Tackling the Alpe d’Huez on a croissant

We invited Manchester cyclists Jim, Andy and Simon to test their cycling skills - and brakes - on some of France’s most famous climbs. In between refueling stops, Simon kept a cycling diary to let us know how they got on...

The gradient was a perfect match for the lowest gear on the hired road bike I was using to ascend one of the most famous and picturesque climbs on the Tour De France alpine stages. Just as long as it didn’t kick up I would be fine. Cue the next corner - it kicked up. Eurocamp were hosting us to pilot a road cycling package in the French Alps – that dulled the pain.

Eurocamp Active - Road Cycling Diaries

Gearing up

Jim, Andy and I had arrived at the parc near Bourg d’Oisans the evening before, following a flight from Liverpool to Geneva and a drive into the mountains. We assumed the convoluted route from Geneva airport to the Grenoble motorway was a result of a 9-year-old sat nav unit, brought from England and switched on without Swiss maps. It was, but the significance of this was to be revealed on the way home as we copped a 28 Euro vignette for 2km on a Swiss motorway! The learning is: stay in France.

Our cycling friends Neil and Adrian had arrived the day before, and already completed an epic 103 mile ride with 4000m of ascent in 3 climbs. I once did the Manchester 100 but it only had 40m of uphill. My thing is mountain biking, which is like interval training, with 100m uphill, 100m downhill repeated over and over. Trepidation set in. We arrived at the campsite to find Neil and Adrian in full carb-loading mode. Fortunately they had catered for us and we loaded for the epic rides ahead.

The holiday home was basic, but comfortable and quiet at night. We arose to sunshine and a warming day. The first task was to collect the hire bikes*, which had been pre-ordered by Eurocamp from a small cycle hire outfit in Bourg d’Oisans. The bikes were branded with the shop logo but they looked OK and had good quality components and carbon frames. The brakes seemed very good – and we needed them. As it turned out, Jim needed more brakes than were fitted!

The shop mechanic set the bikes up and we trundled into town for breakfast before heading up Alpe d’Huez. The others seemed to think a croissant and a coffee was sufficient breakfast for 90 minutes uphill cycling. I demurred and bought a banana from the market stall (a great Saturday feature in Bourg d’Oisans).
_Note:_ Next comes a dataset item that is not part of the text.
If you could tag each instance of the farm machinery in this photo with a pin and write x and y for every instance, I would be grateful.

Eurocamp Active - Road Cycling Diaries

Sitting comfortably?

From Bourg d’Oisans, Alpe d’Huez doesn't introduce itself, being straight up from the town. The scenery as the ascent progresses is impressive and the views down into the mist-covered valley from the corners does compensate for the abruptness of the eruption into the near vertical (actually it isn’t that bad - UK climbs are short and nasty, but this is long and beautiful). My legs were fine all the way up but my back and the bit I sit on were not. Probably to be expected on a hire bike and saddle that aren’t your own, and this one was a little too long for me.

When I arrived at the top, I was pleased to discover that the others had only been there for 5 minutes (or so they said). Alpe d’Huez looked like what it was - a ski resort in low season. We set off for the Col de Sarenne. The Col is wild, in contrast to the resort-feel of Alpe d’Huez. It is also high at just over 2000m, and I found the 200m above Alpe d’Huez hard from being at 70m near Manchester the day before. I had to lie down for the cramp to subside.

Eurocamp Active - Road Cycling Diaries

Back down to earth

It’s all worth it when you go down. It is a thrilling descent from the Col to the main road - the only limit to your speed is your courage and judgement. These do need to be balanced though as acrobatic skill may be required if they are not. Only Jim’s pride and a few wild flowers in the verge were hurt.

The hack back to Bourg along the main road was more pleasant than I expected thanks to good roads and considerate car drivers. Back in Bourg d’Oisans we had some lunch and I bought a cycling shirt. I think it has something about an Alpe on it...

Dinner in the campsite restaurant was very good, although later than we would have liked. I recommend booking the day before.

The next day was cooler but still dry and we set off to ascend the Col du Glandon. Where Alpe d’Huez is switchbacks, this is a 2-hour grind to the top with an infuriating section where you lose a whole 200m you have suffered for! Only the Alps can do this. The scenery is fabulous though.

Then, after a reviving bowl of soup in the cafe at the Col we made our way down. And do you go down! It was the first time I’ve overtaken cars and vans on a road bike. What a feeling that is – it’s a pity it only lasts for 15 minutes.